The effect of sintering temperature on the microstructural evolution and electrical properties of ZnO-Bi₂O₃-Sb₂O₃-MnO₂-Co₂O₃-Cr₂O₃-SiO₂ varistors was studied in detail. With sintering at 900°C, polyhedral Bi-rich phase Bi_3.73Sb_0.27O_6.0+x was distributed in the ZnO grain boundaries, preventing the effective formation of a double Schottky barrier. With an increase in temperature from 900°C to 1000°C, Bi-rich liquid phase dissolving a mass of Sb, Cr, and Mn formed during sintering, and lamellar Bi-rich phase Bi_3.73Sb_0.27O_6.0+x with the beneficiation of Mn and Cr formed in the ZnO grain boundaries during cooling. Excess O and enriched Mn⁴⁺ in Bi-rich phase Bi_3.73Sb_0.27O_6.0+x served as oxidizing agent to accept e⁻, which improved the double Schottky barrier.
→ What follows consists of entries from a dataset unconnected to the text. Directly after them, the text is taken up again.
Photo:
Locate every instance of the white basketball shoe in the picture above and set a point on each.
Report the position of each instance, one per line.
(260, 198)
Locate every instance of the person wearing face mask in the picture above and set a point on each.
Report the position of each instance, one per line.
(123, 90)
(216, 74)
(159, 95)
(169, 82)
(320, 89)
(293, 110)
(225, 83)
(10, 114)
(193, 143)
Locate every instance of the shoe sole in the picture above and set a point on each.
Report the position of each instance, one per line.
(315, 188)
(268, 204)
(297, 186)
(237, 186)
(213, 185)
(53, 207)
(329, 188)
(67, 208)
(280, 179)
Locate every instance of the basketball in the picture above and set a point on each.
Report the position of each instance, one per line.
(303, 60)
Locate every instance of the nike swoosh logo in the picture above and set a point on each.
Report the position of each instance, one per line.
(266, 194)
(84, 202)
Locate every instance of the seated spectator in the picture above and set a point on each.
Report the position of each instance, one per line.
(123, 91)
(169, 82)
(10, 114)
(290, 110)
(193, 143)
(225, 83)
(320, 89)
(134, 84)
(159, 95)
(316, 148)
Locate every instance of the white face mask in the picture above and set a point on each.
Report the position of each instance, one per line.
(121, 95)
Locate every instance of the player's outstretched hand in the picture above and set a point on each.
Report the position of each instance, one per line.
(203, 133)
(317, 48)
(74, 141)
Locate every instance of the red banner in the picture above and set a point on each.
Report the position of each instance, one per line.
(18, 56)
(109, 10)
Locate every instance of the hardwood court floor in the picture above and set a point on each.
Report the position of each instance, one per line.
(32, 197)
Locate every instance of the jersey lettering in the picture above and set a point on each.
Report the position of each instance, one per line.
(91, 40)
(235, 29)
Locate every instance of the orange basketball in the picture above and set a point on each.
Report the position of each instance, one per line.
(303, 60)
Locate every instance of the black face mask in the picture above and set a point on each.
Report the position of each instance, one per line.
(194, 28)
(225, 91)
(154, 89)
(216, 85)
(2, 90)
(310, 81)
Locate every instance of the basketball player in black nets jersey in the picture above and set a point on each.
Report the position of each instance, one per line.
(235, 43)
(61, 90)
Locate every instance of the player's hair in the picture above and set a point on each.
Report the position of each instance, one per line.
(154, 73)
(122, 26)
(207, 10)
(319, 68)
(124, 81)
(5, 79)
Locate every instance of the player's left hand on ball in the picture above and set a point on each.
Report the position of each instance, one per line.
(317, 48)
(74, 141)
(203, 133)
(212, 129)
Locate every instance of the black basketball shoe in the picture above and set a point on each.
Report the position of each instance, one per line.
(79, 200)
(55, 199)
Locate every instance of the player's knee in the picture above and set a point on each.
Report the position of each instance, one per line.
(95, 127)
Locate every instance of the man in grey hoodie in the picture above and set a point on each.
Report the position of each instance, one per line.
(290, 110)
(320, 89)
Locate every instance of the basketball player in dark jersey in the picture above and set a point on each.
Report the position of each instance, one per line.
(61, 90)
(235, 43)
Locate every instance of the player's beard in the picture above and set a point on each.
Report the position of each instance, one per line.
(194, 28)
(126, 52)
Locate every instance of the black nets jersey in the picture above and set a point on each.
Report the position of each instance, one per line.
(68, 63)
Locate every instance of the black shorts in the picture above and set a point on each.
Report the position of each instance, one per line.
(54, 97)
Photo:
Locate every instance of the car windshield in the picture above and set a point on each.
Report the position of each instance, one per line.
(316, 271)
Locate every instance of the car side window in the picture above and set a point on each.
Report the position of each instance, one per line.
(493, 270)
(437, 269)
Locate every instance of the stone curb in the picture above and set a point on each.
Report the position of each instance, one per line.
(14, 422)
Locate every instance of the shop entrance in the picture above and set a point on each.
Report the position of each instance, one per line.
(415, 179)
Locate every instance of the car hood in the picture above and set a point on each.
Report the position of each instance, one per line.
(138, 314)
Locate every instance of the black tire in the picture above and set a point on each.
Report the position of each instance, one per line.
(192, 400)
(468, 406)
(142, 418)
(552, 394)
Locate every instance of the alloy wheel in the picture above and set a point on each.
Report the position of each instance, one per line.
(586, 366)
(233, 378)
Therefore, the barrier height increased, the nonlinear coefficient increased, and the leakage current density decreased with the increase in temperature from 900°C to 1000°C. When the temperature was further increased from 1000°C to 1100°C, the volatilization of Bi-rich phase intensified, and the thickness of the Bi-rich thin layers clearly increased, leading to poorer uniformity of the Bi-rich thin layers. Therefore, the microstructure and electrical properties deteriorated at a sintering temperature higher than 1000°C. The voltage gradient decreased with increasing temperature due to the increased grain size. Ion diffusion was stronger for the sample sintered at higher temperature, leading to more obvious polarization and loss peak. Finally, ZnO varistors sintered at 1000°C for 2 h obtained a nonlinear coefficient of 43.4 ± 2.3, voltage gradient of 451 ± 4 V/mm, and leakage current density of 4.5 ± 0.4 μA/cm², thus showing optimal microstructural uniformity and reproducibility. The intensive study of sintering temperature has important relevance for the preparation of ZnO varistors with excellent microstructural uniformity and electrical properties.